Teacher Brenda Upton agrees and says it’s not about whether her students can spell better than Asian students or white students, it’s about giving struggling children a chance to get excited about learning new words and education as a whole.
“If any one of the ten to fifteen students that we have competing Saturday win, hey we’ve done a whole lot.”
The words may not have the level of difficulty as those we’ve all heard and seen at the National Spelling Bee, but the organizers admit their children aren’t at that level. By getting the kids involved and building an interest, they hope to get there…one day.
What’s sad is that the primary reason America’s educational system is failing Black students has nothing to do with self-esteem or funding issues. Black people are just less proficient then whites, Asians and Hispanics for reasons only nature will ultimately tell.
Only I Have a Dream (IHAD) people are upset about this story. IHAD people cling tightly to the words of Martin Luther King and go one-step further then MLK in believing that neither character nor color should be used as justification for judging a person negatively. IHAD people honestly believe in a world where equality exists across the board and are completely and 100 percent color-blind.
IHAD people become aghast that anyone would dare that Black kids can’t compete with whites, Indians or Asians. Take Michael Berry, a talk show host in Houston, who was upset with the self-segregating Blacks:
Some are questioning plans to host an all African-American spelling bee in Houston this spring, saying it sends the wrong message to students.
Kids from five local schools will compete in the first-of-its-kind spelling bee in May.
Organizer Jacqueline Terrell insists it helps level the playing field for many students.
“Most children that make it to the level to compete in the Scripps National Spelling Bee, are either homeschooled or attend private school,” says Terrell. “They have more access to one-on-one training than children in public or inner city schools.”
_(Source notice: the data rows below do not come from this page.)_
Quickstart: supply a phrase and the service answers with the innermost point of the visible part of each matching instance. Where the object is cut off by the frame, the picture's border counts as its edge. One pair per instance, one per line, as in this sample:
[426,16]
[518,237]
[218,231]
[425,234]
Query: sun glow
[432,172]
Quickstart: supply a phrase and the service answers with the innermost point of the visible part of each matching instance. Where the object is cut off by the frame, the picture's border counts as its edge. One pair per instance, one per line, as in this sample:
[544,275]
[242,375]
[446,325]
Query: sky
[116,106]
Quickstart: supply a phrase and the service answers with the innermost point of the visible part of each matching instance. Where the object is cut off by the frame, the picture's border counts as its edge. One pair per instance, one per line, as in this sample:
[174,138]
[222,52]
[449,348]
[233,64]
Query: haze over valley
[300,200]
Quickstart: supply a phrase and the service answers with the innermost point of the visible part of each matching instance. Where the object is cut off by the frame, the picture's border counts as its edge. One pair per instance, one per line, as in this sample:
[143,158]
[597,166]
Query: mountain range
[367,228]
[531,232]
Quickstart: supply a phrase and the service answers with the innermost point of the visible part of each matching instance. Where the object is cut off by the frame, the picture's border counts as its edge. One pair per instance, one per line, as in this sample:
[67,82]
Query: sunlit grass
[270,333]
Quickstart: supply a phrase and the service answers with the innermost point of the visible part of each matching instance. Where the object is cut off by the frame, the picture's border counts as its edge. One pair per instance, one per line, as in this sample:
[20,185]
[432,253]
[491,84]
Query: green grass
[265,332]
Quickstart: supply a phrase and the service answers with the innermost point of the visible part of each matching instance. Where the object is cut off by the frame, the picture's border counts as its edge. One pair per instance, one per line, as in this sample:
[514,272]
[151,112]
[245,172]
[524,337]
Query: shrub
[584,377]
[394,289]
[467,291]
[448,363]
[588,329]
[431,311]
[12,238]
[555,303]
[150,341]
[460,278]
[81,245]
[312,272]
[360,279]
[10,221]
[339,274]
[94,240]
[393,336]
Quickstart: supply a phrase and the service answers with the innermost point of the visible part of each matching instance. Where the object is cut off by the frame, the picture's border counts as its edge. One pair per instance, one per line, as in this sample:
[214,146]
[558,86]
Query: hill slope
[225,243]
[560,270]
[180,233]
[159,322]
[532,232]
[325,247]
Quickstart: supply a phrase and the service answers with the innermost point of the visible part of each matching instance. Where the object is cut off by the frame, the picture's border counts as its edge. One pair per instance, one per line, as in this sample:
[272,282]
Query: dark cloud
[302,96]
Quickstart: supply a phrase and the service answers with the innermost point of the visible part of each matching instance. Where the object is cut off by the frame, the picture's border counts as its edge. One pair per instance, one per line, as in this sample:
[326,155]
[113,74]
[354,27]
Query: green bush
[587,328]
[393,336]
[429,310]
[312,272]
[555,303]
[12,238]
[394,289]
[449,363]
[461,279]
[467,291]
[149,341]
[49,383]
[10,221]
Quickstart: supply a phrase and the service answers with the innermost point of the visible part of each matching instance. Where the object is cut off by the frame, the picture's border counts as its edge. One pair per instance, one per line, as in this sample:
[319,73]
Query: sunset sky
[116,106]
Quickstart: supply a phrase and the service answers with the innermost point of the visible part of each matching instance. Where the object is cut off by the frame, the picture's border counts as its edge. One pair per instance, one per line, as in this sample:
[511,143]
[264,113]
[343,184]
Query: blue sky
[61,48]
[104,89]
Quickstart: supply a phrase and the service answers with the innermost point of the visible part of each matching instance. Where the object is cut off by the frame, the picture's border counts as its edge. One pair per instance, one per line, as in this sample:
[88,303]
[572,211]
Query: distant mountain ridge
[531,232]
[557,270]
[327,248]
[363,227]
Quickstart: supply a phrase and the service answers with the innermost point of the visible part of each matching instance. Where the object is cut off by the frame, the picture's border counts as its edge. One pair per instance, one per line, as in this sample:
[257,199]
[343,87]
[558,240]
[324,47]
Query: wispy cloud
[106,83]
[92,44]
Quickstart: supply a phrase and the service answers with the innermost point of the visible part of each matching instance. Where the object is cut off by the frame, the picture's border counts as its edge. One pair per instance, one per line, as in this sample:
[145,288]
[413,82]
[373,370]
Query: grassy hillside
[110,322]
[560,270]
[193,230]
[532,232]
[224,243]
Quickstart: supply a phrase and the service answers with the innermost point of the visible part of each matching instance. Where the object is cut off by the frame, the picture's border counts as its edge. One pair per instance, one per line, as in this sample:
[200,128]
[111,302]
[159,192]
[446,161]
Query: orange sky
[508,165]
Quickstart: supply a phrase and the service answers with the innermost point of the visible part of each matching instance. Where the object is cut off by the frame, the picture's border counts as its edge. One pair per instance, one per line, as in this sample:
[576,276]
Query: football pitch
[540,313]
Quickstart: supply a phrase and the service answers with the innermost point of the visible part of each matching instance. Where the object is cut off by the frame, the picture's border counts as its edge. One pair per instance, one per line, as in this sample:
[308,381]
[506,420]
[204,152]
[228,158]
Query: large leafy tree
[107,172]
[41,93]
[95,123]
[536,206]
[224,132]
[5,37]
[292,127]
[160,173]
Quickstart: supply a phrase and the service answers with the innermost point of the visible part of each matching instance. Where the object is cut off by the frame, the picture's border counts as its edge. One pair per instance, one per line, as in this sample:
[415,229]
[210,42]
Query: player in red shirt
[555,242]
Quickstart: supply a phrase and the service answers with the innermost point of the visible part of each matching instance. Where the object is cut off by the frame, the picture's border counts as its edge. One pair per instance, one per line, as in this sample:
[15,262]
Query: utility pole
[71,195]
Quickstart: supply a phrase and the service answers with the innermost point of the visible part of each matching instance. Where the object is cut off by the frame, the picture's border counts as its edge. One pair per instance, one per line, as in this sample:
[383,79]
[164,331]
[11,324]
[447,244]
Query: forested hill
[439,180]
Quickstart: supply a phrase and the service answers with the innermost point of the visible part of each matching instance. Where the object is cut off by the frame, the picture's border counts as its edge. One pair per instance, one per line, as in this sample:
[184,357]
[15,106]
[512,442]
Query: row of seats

KTRH talk show host Michael Berry criticizes the separate event, and questions how African-American kids perceive themselves moving forward.
“Rather than going in and teaching the kids how to compete so they can be role models, rather than giving them the sense of accomplishment, we’ll say listen we know you can’t beat those Indian kids and those Chinese kids,” says Berry. “So we’ll make sure a black kid will win, we’ll just have a black spelling bee where only black kids can play.”
But Terrell believes it will spark new interest among African-American children and encourage more parental involvement.